Juliet's transcript and diaries provide another perspective on the war and Robert as well as giving us a better picture of her sister, Lady Barbara d'Orsey. Robert goes to St Aubyn's to allow his legs to recover. Consider that Robert's legs are a frequent source of medical concern, just as they might be in horses. Findley draws this parallel to further connect his character to these animals. Lady Barbara continues to move from one man to another. As Juliet has stated, Barbara has a taste for athletes and heroes, for winners overall. However, all the men she comes to be with, Captain Villiers, Eugene Taffler, and Robert Ross, are losers. Villiers is forgotten after being horribly burned. Taffler is replaced by Robert after he loses both his arms and attempts suicide. Robert is forgotten too after being burned in the barn fire.

Some scholars see Lady Barbara as a metaphor for the war machine itself. The war uses these men up and spits them out, plying them with a short-lived "hero" status. Medals and praise will not return Villier's voice, or Taffler's arms. Findley returns to this theme again in Part Five of the novel with Robert's brutal rape. The war takes everything from these men including their privacy and dignity. It turns their best intentions against them. This is echoed in the quote from Carl von Clausewitz that can be found at the beginning of the novel: "In such dangerous things as war the errors which proceed from a spirit of benevolence are the worst." These men go into war with the belief that they are doing good and fighting for a just cause. Likewise, Robert's ultimate undoing comes about after he tries to save a herd of horses in an act of benevolence. It is when we are too understanding or giving that we can do ourselves the greatest harm.

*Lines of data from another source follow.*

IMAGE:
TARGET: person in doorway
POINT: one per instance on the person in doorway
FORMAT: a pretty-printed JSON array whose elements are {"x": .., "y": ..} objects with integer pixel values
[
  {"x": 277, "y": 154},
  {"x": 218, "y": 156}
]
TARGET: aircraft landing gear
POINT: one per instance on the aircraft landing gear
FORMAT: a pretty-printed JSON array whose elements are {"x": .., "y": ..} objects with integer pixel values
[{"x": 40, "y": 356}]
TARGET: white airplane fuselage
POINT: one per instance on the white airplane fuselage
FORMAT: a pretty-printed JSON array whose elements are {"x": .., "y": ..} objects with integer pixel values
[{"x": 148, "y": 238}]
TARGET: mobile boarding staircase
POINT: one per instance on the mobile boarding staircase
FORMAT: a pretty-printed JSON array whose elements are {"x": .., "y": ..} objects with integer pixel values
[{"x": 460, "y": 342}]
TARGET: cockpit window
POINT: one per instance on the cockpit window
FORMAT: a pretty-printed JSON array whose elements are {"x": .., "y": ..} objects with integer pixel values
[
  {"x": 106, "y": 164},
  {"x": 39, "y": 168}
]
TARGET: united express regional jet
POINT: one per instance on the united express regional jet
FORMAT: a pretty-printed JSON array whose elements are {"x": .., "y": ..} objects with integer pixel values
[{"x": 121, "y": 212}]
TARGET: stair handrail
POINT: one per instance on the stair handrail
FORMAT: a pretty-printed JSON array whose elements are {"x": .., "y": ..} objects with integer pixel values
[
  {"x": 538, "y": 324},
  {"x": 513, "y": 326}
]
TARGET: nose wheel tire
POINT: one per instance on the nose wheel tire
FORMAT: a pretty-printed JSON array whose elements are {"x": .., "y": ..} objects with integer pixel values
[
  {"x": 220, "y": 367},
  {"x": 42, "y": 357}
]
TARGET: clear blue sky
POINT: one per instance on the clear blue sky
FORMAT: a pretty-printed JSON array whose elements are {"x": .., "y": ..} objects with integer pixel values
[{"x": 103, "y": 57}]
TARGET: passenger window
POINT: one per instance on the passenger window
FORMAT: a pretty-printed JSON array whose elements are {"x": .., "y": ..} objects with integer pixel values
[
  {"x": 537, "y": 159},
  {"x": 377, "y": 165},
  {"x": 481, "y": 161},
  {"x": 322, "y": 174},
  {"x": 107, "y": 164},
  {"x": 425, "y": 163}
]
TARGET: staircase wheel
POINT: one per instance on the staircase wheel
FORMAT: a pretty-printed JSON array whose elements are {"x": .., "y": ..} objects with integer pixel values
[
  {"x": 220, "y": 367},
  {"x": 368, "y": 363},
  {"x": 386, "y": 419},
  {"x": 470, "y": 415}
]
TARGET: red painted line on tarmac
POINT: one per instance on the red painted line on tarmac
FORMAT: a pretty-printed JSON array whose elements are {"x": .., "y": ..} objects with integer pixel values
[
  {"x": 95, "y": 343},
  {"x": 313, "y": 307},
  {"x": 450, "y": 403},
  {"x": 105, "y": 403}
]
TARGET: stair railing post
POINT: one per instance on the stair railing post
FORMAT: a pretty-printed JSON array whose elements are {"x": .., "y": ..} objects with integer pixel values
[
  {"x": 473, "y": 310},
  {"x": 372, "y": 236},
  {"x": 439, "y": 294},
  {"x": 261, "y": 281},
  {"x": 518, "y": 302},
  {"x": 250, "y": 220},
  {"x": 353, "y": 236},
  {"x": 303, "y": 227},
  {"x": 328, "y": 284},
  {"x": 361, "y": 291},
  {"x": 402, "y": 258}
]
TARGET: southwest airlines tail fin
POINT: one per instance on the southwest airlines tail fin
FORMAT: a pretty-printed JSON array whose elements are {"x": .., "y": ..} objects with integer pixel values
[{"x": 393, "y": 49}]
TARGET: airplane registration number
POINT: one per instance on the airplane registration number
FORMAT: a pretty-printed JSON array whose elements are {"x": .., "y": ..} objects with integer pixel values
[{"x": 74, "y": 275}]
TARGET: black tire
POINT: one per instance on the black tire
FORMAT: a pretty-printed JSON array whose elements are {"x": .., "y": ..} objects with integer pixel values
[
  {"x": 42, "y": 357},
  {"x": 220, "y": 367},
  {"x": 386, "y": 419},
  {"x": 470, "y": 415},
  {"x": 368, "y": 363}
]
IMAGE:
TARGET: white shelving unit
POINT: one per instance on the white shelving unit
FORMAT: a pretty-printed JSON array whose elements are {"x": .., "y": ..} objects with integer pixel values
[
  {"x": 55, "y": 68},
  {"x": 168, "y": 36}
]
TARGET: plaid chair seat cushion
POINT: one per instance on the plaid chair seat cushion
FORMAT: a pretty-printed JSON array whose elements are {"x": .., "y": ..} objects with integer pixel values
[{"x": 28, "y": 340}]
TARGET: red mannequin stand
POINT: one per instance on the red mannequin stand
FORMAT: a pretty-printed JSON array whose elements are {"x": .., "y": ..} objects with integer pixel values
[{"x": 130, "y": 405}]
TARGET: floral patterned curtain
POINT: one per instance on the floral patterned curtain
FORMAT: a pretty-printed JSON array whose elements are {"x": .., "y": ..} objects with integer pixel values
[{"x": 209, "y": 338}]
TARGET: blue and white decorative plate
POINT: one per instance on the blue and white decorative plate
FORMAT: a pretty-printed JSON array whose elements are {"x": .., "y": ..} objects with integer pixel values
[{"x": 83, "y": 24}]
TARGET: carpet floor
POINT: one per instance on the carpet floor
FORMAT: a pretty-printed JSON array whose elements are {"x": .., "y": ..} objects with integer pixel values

Findley revisits the theme of private vs. public in this part of the novel. When Juliet walks in on Eugene Taffler she catches him in the private act of taking his own life. It is her public interference which prevents him from being successful. She again invades the privacy of other when she attempts to play a prank on Robert and Barbara in an act of jealousy. When she sees the two of them engaged in intercourse she sees the act as a violent one rather than an intimate one. Compare this to when Robert witnesses Eugene Taffler engaging in sex with the Swede. Both times the sexual act is seen as a violent one. This is further explored when Juliet remembers secretly watching Robert unload his pistol on a small tree. She learns that he has a great temper and a capacity for violence that he must actively subdue at all times.

Juliet does not fully comprehend what she has seen after witnessing the sex act. Sex is mistaken for pure violence. Findley further extrapolates on the concept of private vs. public by reminding us that we do not always know what we see or what we think we see. To see anything as it truly exists is nearly impossible. As we try to piece together who Robert Ross was we must rely on second-hand accounts and photographs from a bygone era. As outside observers we bring our own biases with us when observing something foreign to ourselves. Perhaps the greatest offense in invading someone's privacy is not that we break someone's trust, but that we might not even fully understand what we have seen.

As a result of this event, Juliet becomes sad and finds herself weeping uncontrollably for reasons she is not entirely sure of. She holds a doll, a symbol of her childhood, and notices the breasts that are growing on her body. Change is coming and with it great uncertainty. Juliet's innocence is eroded after seeing Robert and Barbara. Though this can be interpreted as a rite of passage, a necessity for her to grow up, consider that the war has brought change and a loss of innocence to all who are affected by it. Juliet's changing body is an allegory for the changing world. Her brother Clive provides some comfort by explaining why Robert and Barbara are the way they are: everyone they have known or loved has died. This paints Barbara in a more sympathetic light. Clive admits that he is scared too. This comforts Juliet because she sees that fear is a perfectly normal reaction. She counters this with hope in the form of a gift to Robert: a candle, a symbol of the element of fire, a light for the darkest hours.